结构型长时程增强:从突触发生到受调控的突触增大和聚集。
Structural LTP: from synaptogenesis to regulated synapse enlargement and clustering.
机构信息
University of Texas at Austin, United States.
出版信息
Curr Opin Neurobiol. 2020 Aug;63:189-197. doi: 10.1016/j.conb.2020.04.009. Epub 2020 Jul 10.
Abstract
Nature teaches us that form precedes function, yet structure and function are intertwined. Such is the case with synapse structure, function, and plasticity underlying learning, especially in the hippocampus, a crucial brain region for memory formation. As the hippocampus matures, enduring changes in synapse structure produced by long-term potentiation (LTP) shift from synaptogenesis to synapse enlargement that is homeostatically balanced by stalled spine outgrowth and local spine clustering.
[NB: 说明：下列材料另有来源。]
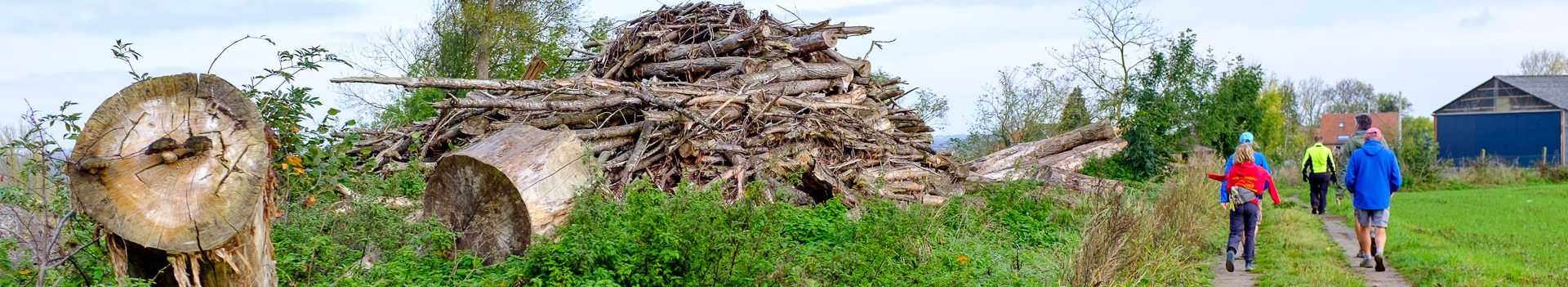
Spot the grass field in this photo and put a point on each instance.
(1481, 237)
(1293, 249)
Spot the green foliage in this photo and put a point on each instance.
(122, 52)
(1002, 235)
(1165, 95)
(1293, 247)
(1508, 235)
(499, 38)
(1019, 109)
(1235, 109)
(1392, 102)
(1075, 114)
(1107, 168)
(1418, 153)
(35, 200)
(1274, 128)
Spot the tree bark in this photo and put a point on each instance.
(673, 70)
(177, 170)
(1027, 154)
(502, 191)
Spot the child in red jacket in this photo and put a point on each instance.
(1250, 179)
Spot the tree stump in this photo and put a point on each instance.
(177, 170)
(502, 191)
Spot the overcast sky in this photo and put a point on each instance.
(1429, 51)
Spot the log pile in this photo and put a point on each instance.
(706, 93)
(1054, 160)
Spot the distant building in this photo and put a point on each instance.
(1518, 118)
(1336, 128)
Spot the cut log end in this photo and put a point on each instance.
(497, 193)
(138, 181)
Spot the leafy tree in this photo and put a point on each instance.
(482, 39)
(1312, 101)
(1352, 96)
(1544, 63)
(1233, 109)
(1165, 95)
(1021, 107)
(1075, 114)
(1274, 129)
(1418, 151)
(1392, 102)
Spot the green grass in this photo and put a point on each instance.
(1294, 249)
(1513, 235)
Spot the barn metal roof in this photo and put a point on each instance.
(1549, 88)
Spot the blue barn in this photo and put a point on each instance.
(1518, 118)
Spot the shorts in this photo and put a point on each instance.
(1377, 217)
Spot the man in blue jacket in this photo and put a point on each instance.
(1258, 157)
(1372, 177)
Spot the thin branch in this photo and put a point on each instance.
(231, 44)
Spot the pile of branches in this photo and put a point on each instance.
(706, 93)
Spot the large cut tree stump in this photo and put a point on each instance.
(176, 170)
(497, 193)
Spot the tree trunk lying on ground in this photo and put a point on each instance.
(499, 191)
(707, 95)
(177, 170)
(1054, 160)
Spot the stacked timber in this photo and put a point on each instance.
(709, 95)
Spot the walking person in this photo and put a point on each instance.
(1355, 141)
(1372, 177)
(1317, 170)
(1258, 159)
(1363, 123)
(1244, 186)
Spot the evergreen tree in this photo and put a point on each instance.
(1075, 114)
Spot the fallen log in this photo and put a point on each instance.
(497, 193)
(995, 165)
(707, 95)
(1054, 160)
(177, 172)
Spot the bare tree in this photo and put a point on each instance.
(390, 54)
(1022, 105)
(1106, 60)
(1544, 63)
(1352, 96)
(1313, 99)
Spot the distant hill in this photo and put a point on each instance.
(944, 141)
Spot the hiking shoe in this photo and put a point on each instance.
(1230, 261)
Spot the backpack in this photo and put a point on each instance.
(1241, 195)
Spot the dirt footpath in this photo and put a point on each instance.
(1348, 240)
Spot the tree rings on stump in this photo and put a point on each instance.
(175, 164)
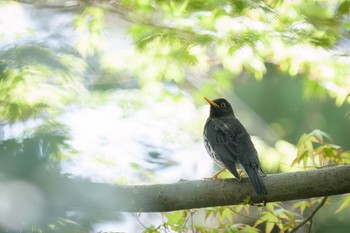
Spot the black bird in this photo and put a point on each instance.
(228, 143)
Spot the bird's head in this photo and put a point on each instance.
(219, 107)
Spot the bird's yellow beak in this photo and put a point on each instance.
(212, 103)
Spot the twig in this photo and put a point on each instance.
(311, 216)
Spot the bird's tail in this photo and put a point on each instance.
(256, 181)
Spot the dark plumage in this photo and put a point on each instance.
(228, 143)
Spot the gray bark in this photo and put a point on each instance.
(199, 193)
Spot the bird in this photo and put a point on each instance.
(228, 143)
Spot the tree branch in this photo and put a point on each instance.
(197, 193)
(311, 215)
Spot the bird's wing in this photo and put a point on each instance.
(222, 138)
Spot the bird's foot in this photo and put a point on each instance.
(216, 176)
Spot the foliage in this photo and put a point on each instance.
(274, 216)
(190, 46)
(242, 36)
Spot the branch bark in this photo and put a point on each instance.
(198, 193)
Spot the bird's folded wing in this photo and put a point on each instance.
(224, 135)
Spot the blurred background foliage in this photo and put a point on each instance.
(112, 91)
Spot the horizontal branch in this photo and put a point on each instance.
(199, 193)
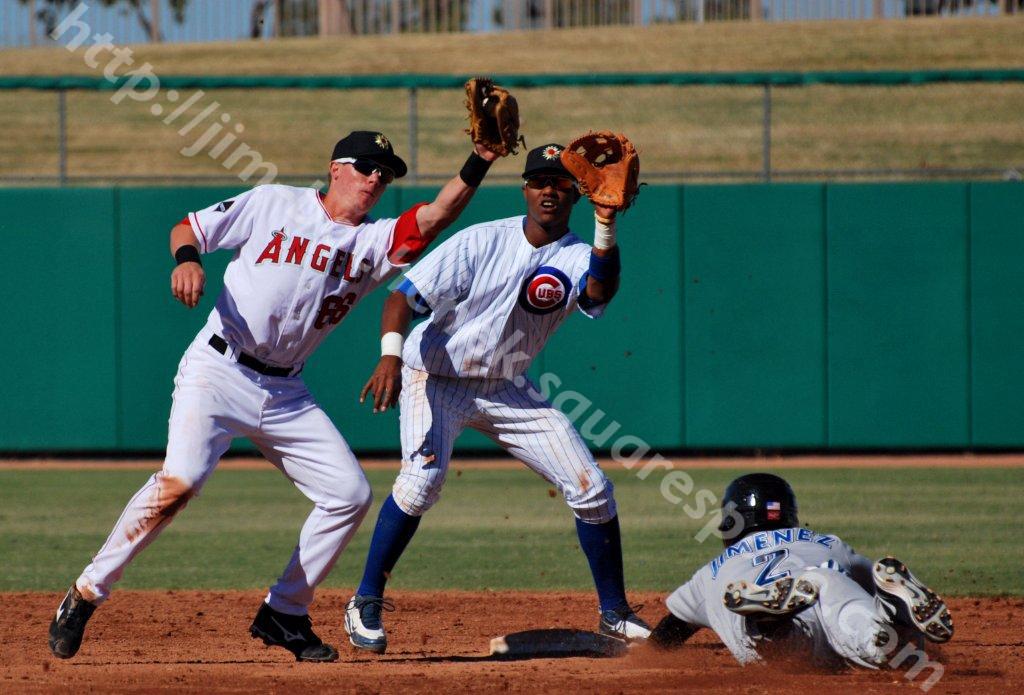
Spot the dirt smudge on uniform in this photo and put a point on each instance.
(167, 498)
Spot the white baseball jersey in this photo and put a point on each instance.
(844, 578)
(496, 300)
(296, 272)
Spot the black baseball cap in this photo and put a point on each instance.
(369, 144)
(546, 160)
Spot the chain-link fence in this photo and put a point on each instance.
(773, 126)
(29, 23)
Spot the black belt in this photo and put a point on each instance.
(246, 359)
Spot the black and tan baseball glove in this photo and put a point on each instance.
(494, 117)
(606, 167)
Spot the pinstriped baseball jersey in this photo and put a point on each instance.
(495, 299)
(296, 272)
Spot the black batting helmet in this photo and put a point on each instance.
(763, 501)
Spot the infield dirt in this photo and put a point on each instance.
(199, 641)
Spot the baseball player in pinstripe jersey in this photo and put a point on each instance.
(495, 293)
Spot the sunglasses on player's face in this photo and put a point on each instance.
(368, 167)
(556, 182)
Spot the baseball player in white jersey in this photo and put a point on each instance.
(777, 582)
(496, 292)
(302, 260)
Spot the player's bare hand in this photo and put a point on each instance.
(485, 154)
(384, 384)
(187, 281)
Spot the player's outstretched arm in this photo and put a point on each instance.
(671, 633)
(187, 278)
(385, 382)
(602, 279)
(453, 199)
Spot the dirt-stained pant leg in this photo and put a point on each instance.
(540, 435)
(298, 437)
(844, 621)
(433, 413)
(212, 403)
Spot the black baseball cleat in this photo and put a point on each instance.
(906, 601)
(623, 622)
(69, 624)
(294, 633)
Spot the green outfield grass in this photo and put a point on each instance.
(676, 129)
(500, 529)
Production of LTP leads to silent spine outgrowth at P15, and silent synapse enlargement in adult hippocampus at 2hours, but not at 5 or 30min following induction. Here we consider structural LTP in the context of developmental stage and variation in the availability of local resources of endosomes, smooth endoplasmic reticulum and polyribosomes. The emerging evidence supports a need for more nuanced analysis of synaptic plasticity in the context of subcellular resource availability and developmental stage.
摘要
自然告诉我们,形式先于功能,然而结构和功能是相互交织的。突触结构、功能和可塑性在学习中就是如此,特别是在海马体中,海马体是记忆形成的关键脑区。随着海马体的成熟,由长时程增强(LTP)产生的突触结构的持久变化从突触发生转变为突触扩大,这是通过停滞的棘突生长和局部棘突聚集来平衡的。LTP 的产生导致 P15 时沉默的棘突生长,以及成年海马体中 2 小时时沉默的突触扩大,但在诱导后 5 或 30 分钟时则没有。在这里,我们考虑了结构 LTP 在发育阶段和内体、光滑内质网和多核糖体等局部资源可用性方面的差异。新出现的证据支持在亚细胞资源可用性和发育阶段的背景下,更细致地分析突触可塑性的必要性。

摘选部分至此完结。